The area of UK agricultural land devoted to organic production fell again last year according to new figures released by the Department for Environment, Food & Rural Affairs (Defra) – and now stands 30 per cent lower than the 2008 figure.
However the Soil Association in Scotland yesterday said the underlying figures showed that the steep decline seen in the organic area since the 2008 recession had now bottomed out – and predicted a market-led resurgence in organic production in the coming years.
The official statistics showed that with 521,000 hectares of land farmed organically in 2015 – down from 549,000 hectares in 2014 – organic production currently accounts for 3 per cent of the UK’s farmed area, although this figure was lower in Scotland at 2.3 per cent.
The total Scottish 2015 area – both in conversion and fully organic – of 126,300 hectares was well down on the 2002 figure of 428,600 hectares.
On a UK basis, permanent pasture accounted for more than two thirds of the organic area, followed by temporary pasture at 18 per cent and cereals at 8 per cent.
On the livestock front poultry continued to be the most popular organic livestock in the UK with numbers rising by 6.7 per cent in 2015 to just over 2.5 million birds.
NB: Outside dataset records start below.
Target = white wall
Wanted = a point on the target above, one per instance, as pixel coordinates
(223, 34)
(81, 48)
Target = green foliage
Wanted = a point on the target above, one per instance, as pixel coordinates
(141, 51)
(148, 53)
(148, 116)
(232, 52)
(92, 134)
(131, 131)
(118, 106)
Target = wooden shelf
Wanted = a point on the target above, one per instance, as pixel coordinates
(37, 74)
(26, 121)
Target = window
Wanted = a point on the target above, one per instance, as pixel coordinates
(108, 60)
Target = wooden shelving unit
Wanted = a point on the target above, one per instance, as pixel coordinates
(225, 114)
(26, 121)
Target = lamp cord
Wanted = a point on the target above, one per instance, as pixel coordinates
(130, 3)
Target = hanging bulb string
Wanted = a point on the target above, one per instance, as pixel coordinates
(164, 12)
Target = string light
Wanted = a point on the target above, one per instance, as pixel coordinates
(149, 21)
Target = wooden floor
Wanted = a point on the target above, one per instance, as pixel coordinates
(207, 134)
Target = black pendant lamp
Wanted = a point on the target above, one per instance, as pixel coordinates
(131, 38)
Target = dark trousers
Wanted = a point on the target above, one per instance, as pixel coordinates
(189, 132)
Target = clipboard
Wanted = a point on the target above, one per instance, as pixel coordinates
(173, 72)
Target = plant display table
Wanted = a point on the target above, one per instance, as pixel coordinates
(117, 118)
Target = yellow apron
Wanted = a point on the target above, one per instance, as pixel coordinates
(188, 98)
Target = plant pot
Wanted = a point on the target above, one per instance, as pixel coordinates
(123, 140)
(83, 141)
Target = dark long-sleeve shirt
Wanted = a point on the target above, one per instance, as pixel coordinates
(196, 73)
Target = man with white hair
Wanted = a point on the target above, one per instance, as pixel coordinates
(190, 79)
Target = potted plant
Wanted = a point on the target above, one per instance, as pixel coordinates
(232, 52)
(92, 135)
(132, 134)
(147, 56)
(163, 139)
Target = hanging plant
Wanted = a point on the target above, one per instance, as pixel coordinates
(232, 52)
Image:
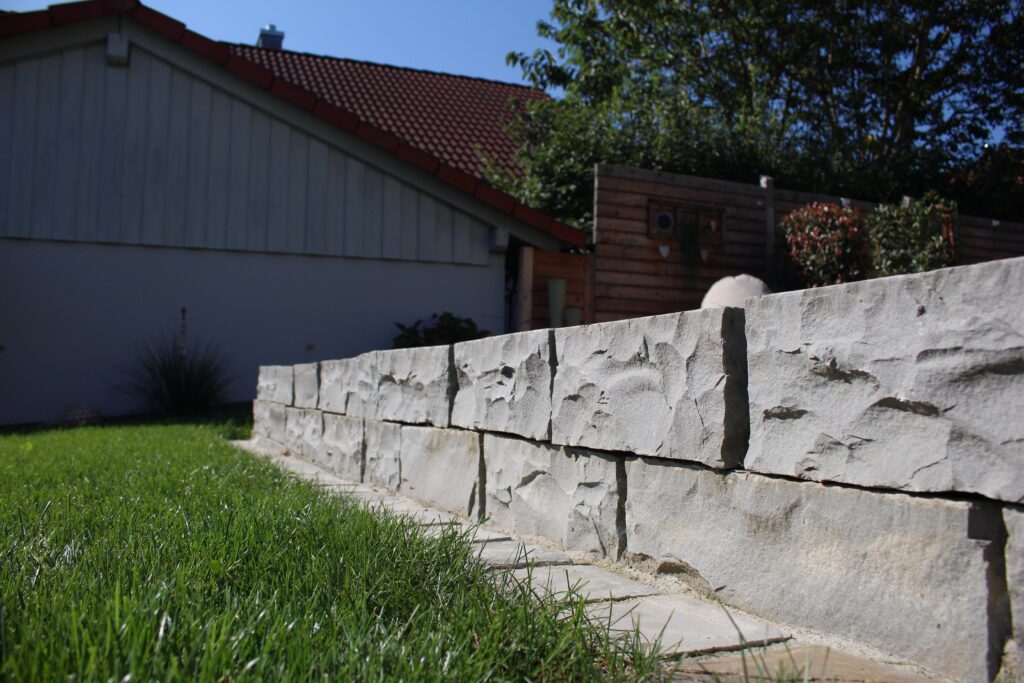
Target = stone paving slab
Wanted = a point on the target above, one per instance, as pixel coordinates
(685, 626)
(400, 506)
(515, 554)
(478, 535)
(591, 582)
(813, 663)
In the red meat sector sheep remained the most popular species with around 874,000 thousand animals in 2015.
Cattle numbers also declined in 2015 to 293,000 animals compared to 304,000 in 2014 whilst the number of pigs increased by 5.8 per cent to 30,000 animals.
The overall number of registered organic producers had fallen by over a third since 2007, mirroring the decline in the land area farmed organically.
Commenting on the figures, Laura Stewart, Soil Association Scotland director, said all the signs were that the future looked more positive for the industry: “We believe it won’t be long before we start to see real growth in organic production in Scotland, as funding issues that have affected farmers’ ability to convert to organic across the past few years are resolved and as the new Scottish Government’s clear manifesto commitment to supporting organic in Scotland is realised.”
She said that Scotland’s recently launched Organic Action Plan would encourage producers to build on clearly identified opportunities.
“We also know there’s real appetite from consumers for organic. The Soil Association’s 2016 Organic Market Report showed organic sales are up 4.9 per cent in the last year across the UK.
“With good prices, stable support payments and a healthy demand for organic, the future of organic farming is looking positive – and we want to see Scottish organic supply increase and begin to meet that clear demand.”